These Mediterranean eggs on toast are packed full of flavour and the peppers add plenty of colour making it the perfect dish for impressing guests!
8 Quality assured small eggs
2 cloves of garlic peeled and chopped
salt and pepper
1 bunch of fresh coriander, stems removed, washed and chopped.
4 tablespoons of olive oil, (preferably with a good green colour for visual impact! )
4 red/green/yellow peppers
4 small ciabatta type bread rolls or 1 loaf sliced horizontally to give 4 large slices
Crush or pound together the garlic, ¼ teaspoon of salt, most of the chopped coriander, 2 tablespoons of olive oil and 4 tablespoons of boiling water.

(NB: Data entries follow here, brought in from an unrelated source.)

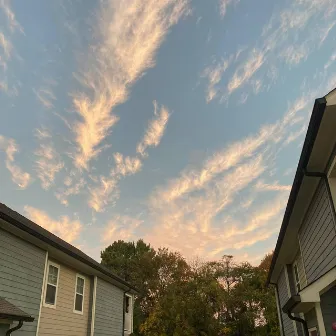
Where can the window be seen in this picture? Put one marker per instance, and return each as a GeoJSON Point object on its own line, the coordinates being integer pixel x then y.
{"type": "Point", "coordinates": [51, 285]}
{"type": "Point", "coordinates": [313, 332]}
{"type": "Point", "coordinates": [79, 294]}
{"type": "Point", "coordinates": [296, 278]}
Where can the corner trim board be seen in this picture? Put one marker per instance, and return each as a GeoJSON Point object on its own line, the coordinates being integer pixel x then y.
{"type": "Point", "coordinates": [93, 309]}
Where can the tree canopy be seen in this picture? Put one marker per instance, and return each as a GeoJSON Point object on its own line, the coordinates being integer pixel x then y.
{"type": "Point", "coordinates": [177, 298]}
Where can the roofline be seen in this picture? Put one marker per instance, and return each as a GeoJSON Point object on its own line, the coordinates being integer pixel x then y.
{"type": "Point", "coordinates": [46, 236]}
{"type": "Point", "coordinates": [314, 125]}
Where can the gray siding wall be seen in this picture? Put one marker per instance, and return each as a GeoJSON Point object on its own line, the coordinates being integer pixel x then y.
{"type": "Point", "coordinates": [21, 277]}
{"type": "Point", "coordinates": [328, 307]}
{"type": "Point", "coordinates": [109, 310]}
{"type": "Point", "coordinates": [288, 326]}
{"type": "Point", "coordinates": [318, 236]}
{"type": "Point", "coordinates": [311, 319]}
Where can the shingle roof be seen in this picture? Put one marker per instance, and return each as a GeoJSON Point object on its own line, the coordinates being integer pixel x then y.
{"type": "Point", "coordinates": [10, 312]}
{"type": "Point", "coordinates": [44, 235]}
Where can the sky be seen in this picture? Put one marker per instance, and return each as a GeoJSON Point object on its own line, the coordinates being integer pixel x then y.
{"type": "Point", "coordinates": [176, 121]}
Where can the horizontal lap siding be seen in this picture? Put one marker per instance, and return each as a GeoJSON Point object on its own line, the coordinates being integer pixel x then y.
{"type": "Point", "coordinates": [283, 297]}
{"type": "Point", "coordinates": [318, 236]}
{"type": "Point", "coordinates": [109, 310]}
{"type": "Point", "coordinates": [328, 307]}
{"type": "Point", "coordinates": [21, 277]}
{"type": "Point", "coordinates": [62, 320]}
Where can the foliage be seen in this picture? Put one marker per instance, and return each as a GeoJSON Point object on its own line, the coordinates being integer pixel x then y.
{"type": "Point", "coordinates": [217, 298]}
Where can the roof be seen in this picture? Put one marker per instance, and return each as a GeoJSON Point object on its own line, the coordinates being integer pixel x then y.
{"type": "Point", "coordinates": [28, 226]}
{"type": "Point", "coordinates": [312, 132]}
{"type": "Point", "coordinates": [10, 312]}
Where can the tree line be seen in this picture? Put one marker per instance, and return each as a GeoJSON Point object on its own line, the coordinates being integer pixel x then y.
{"type": "Point", "coordinates": [198, 298]}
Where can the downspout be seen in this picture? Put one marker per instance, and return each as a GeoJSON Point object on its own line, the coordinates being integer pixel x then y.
{"type": "Point", "coordinates": [9, 331]}
{"type": "Point", "coordinates": [279, 307]}
{"type": "Point", "coordinates": [300, 320]}
{"type": "Point", "coordinates": [125, 292]}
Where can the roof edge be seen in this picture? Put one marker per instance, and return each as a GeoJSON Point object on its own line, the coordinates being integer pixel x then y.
{"type": "Point", "coordinates": [28, 226]}
{"type": "Point", "coordinates": [313, 128]}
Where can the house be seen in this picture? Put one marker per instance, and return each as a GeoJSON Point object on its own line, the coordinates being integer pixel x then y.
{"type": "Point", "coordinates": [51, 288]}
{"type": "Point", "coordinates": [303, 268]}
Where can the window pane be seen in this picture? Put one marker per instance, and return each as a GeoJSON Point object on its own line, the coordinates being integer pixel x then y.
{"type": "Point", "coordinates": [80, 286]}
{"type": "Point", "coordinates": [52, 275]}
{"type": "Point", "coordinates": [79, 302]}
{"type": "Point", "coordinates": [50, 294]}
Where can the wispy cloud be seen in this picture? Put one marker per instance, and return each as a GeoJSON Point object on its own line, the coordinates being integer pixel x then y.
{"type": "Point", "coordinates": [246, 70]}
{"type": "Point", "coordinates": [155, 130]}
{"type": "Point", "coordinates": [120, 227]}
{"type": "Point", "coordinates": [64, 227]}
{"type": "Point", "coordinates": [275, 186]}
{"type": "Point", "coordinates": [224, 4]}
{"type": "Point", "coordinates": [10, 16]}
{"type": "Point", "coordinates": [48, 161]}
{"type": "Point", "coordinates": [123, 53]}
{"type": "Point", "coordinates": [107, 192]}
{"type": "Point", "coordinates": [214, 75]}
{"type": "Point", "coordinates": [19, 177]}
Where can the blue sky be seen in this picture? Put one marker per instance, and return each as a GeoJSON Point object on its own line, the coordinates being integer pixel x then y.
{"type": "Point", "coordinates": [176, 121]}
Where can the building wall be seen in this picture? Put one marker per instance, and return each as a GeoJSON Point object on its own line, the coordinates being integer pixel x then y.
{"type": "Point", "coordinates": [63, 320]}
{"type": "Point", "coordinates": [311, 319]}
{"type": "Point", "coordinates": [109, 310]}
{"type": "Point", "coordinates": [288, 325]}
{"type": "Point", "coordinates": [318, 236]}
{"type": "Point", "coordinates": [21, 277]}
{"type": "Point", "coordinates": [328, 307]}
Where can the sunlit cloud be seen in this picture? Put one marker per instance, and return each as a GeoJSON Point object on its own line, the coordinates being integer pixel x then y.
{"type": "Point", "coordinates": [122, 54]}
{"type": "Point", "coordinates": [155, 130]}
{"type": "Point", "coordinates": [48, 161]}
{"type": "Point", "coordinates": [246, 70]}
{"type": "Point", "coordinates": [224, 4]}
{"type": "Point", "coordinates": [19, 177]}
{"type": "Point", "coordinates": [121, 227]}
{"type": "Point", "coordinates": [64, 227]}
{"type": "Point", "coordinates": [214, 75]}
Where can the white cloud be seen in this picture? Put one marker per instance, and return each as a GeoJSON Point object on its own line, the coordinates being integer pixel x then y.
{"type": "Point", "coordinates": [129, 34]}
{"type": "Point", "coordinates": [245, 71]}
{"type": "Point", "coordinates": [48, 163]}
{"type": "Point", "coordinates": [214, 75]}
{"type": "Point", "coordinates": [155, 130]}
{"type": "Point", "coordinates": [224, 4]}
{"type": "Point", "coordinates": [64, 227]}
{"type": "Point", "coordinates": [19, 177]}
{"type": "Point", "coordinates": [120, 227]}
{"type": "Point", "coordinates": [275, 186]}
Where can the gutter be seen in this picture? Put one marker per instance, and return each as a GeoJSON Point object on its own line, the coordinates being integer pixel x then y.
{"type": "Point", "coordinates": [56, 242]}
{"type": "Point", "coordinates": [314, 125]}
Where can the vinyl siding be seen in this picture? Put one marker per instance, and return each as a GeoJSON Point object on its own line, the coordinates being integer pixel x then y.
{"type": "Point", "coordinates": [109, 310]}
{"type": "Point", "coordinates": [328, 307]}
{"type": "Point", "coordinates": [21, 277]}
{"type": "Point", "coordinates": [311, 319]}
{"type": "Point", "coordinates": [62, 320]}
{"type": "Point", "coordinates": [288, 326]}
{"type": "Point", "coordinates": [318, 236]}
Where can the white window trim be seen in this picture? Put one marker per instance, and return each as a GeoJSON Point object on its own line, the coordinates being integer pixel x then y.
{"type": "Point", "coordinates": [312, 329]}
{"type": "Point", "coordinates": [50, 263]}
{"type": "Point", "coordinates": [74, 309]}
{"type": "Point", "coordinates": [295, 264]}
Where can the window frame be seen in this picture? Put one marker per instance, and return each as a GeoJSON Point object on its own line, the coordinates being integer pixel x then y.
{"type": "Point", "coordinates": [313, 329]}
{"type": "Point", "coordinates": [74, 305]}
{"type": "Point", "coordinates": [48, 305]}
{"type": "Point", "coordinates": [297, 282]}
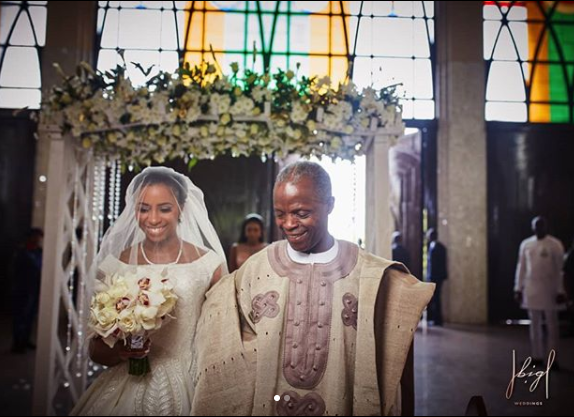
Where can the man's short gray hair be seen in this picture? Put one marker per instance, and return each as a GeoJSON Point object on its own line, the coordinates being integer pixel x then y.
{"type": "Point", "coordinates": [297, 171]}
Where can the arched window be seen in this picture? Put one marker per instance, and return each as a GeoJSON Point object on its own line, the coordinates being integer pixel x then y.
{"type": "Point", "coordinates": [529, 50]}
{"type": "Point", "coordinates": [22, 35]}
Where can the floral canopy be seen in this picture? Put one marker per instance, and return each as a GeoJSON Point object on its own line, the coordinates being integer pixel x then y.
{"type": "Point", "coordinates": [198, 114]}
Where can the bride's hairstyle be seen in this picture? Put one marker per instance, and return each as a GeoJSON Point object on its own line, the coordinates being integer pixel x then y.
{"type": "Point", "coordinates": [123, 238]}
{"type": "Point", "coordinates": [171, 179]}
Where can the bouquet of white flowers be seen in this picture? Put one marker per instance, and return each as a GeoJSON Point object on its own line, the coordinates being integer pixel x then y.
{"type": "Point", "coordinates": [129, 307]}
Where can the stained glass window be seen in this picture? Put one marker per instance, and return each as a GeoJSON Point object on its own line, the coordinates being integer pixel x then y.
{"type": "Point", "coordinates": [377, 43]}
{"type": "Point", "coordinates": [529, 50]}
{"type": "Point", "coordinates": [22, 35]}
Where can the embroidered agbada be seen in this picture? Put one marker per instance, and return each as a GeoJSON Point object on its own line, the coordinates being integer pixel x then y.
{"type": "Point", "coordinates": [306, 333]}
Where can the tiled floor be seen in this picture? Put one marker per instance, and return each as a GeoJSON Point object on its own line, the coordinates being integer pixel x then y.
{"type": "Point", "coordinates": [452, 364]}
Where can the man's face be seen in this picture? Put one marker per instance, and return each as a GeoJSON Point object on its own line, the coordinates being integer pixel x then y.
{"type": "Point", "coordinates": [301, 215]}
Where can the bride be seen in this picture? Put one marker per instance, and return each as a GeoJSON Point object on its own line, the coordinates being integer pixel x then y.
{"type": "Point", "coordinates": [163, 229]}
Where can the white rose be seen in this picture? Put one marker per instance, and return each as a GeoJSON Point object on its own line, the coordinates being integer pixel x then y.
{"type": "Point", "coordinates": [148, 317]}
{"type": "Point", "coordinates": [118, 290]}
{"type": "Point", "coordinates": [128, 323]}
{"type": "Point", "coordinates": [103, 299]}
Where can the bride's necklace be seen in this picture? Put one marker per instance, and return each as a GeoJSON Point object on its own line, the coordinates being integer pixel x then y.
{"type": "Point", "coordinates": [172, 263]}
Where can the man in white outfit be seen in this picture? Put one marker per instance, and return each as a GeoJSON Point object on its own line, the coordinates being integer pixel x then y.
{"type": "Point", "coordinates": [539, 287]}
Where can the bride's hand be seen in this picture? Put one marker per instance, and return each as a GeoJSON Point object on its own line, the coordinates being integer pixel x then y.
{"type": "Point", "coordinates": [126, 353]}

Roast the whole peppers in the oven at 180ºC until the skins are slightly charred. Then leave them in a bowl, covered with cling film for 5 min; this allows the peppers to sweat and makes it easy to peel off the thin skin.
When they are peeled, cut them into thin strips and add the garlic and coriander mixture. Mix it all together and the garlic and coriander will begin to infuse into the oil and the juices.
Poach the eggs. Slice the bread and warm it briefly in the toaster or oven.
Prepare 4 separate dishes, start with the bread at the bottom, add ¼ of the peppers and their juices which will soak down into the bread.
Place the warm eggs on top and finish off with a drizzle of olive oil, more salt and pepper and finally a sprinkling of coriander.